Le groupe est en forme et le prouve au travers de ce morceau sautillant. A noter, le groupe s'est offert les services
de deux batteurs de folie, Bill Brufford (batteur de Yes) et Chester Thompson que l'on retrouvera en 1992 et
1993 sur "The way we walk part 1 et 2"(the long and the short). L'ambiance se calme un peu sur un "Afterglow"
très beau avant d'attaquer deux pièces majeures de ce premier volet "Firth of Fifth" et "I know what i like" extrait
tout deux de Selling england by the pound. Ces deux titres sont magnifiés en concert, un côté très pompeux sur le
1er et une approche très festive sur le second où le public se déchaine, on entend même Phil Collins chanté "I love Paris in the springtime" au milieu du morceau et remercié le public, en français s'il vous plait. Lamb lies down on broadway morceau-titre de l'album du même nom suit ces deux perles. J'adore ce titre très accrocheur et coloré.

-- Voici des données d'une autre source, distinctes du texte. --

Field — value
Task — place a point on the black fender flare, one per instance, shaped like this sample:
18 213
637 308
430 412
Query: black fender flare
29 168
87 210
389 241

Le premier volet se clôt sur la fin (seulement trois minutes) de "The musical box". Dommage. La chanson en entier aurait été la bienvenue.

Le second volet s'ouvre sur les murmures du public qui s'amplifient lorsque Phil Collins annonce "Supper's ready"!.

Ils ont osé. Le titre fleuve de presque 25 minutes sorti tout droit de Foxtrot vient exploser dans nos enceintes dans
un kaléidoscope compliqué de visions multiples.
Cette chanson, cette oeuvre dirons-nous plutôt est un monument du rock progressif et le décrire est presque un exercice impossible.

Le groupe ne peut évidemment pas s'éloigner de la partoche originale, et il nous restitue le titre à l'identique de
l'album studio. "Cinéma show" et ses onze minutes poursuit délicatement ce concert et nous amène tout en finesse jusqu'à "Dance on a volcano" qui débute A trick of the tail. La rythmique de cette chanson est ahurissante et
l'entendre en live est un vrai bonheur. Ce second volet se termine trop rapidement à mon goût sur "Los endos"
version raccourcie du splendide morceau qui est aussi le titre de clôture de A trick of the tail.

Ce disque ne rajoute rien au talent de Genesis (même sans Peter..) mais il mérite néanmoins d'être un bon té-
moignage de ce que savait faire le groupe il y a presque trente ans. Il permet aussi d'être une jolie compil qui
s'adresse aussi à celle ou celui qui veut découvrir Genesis.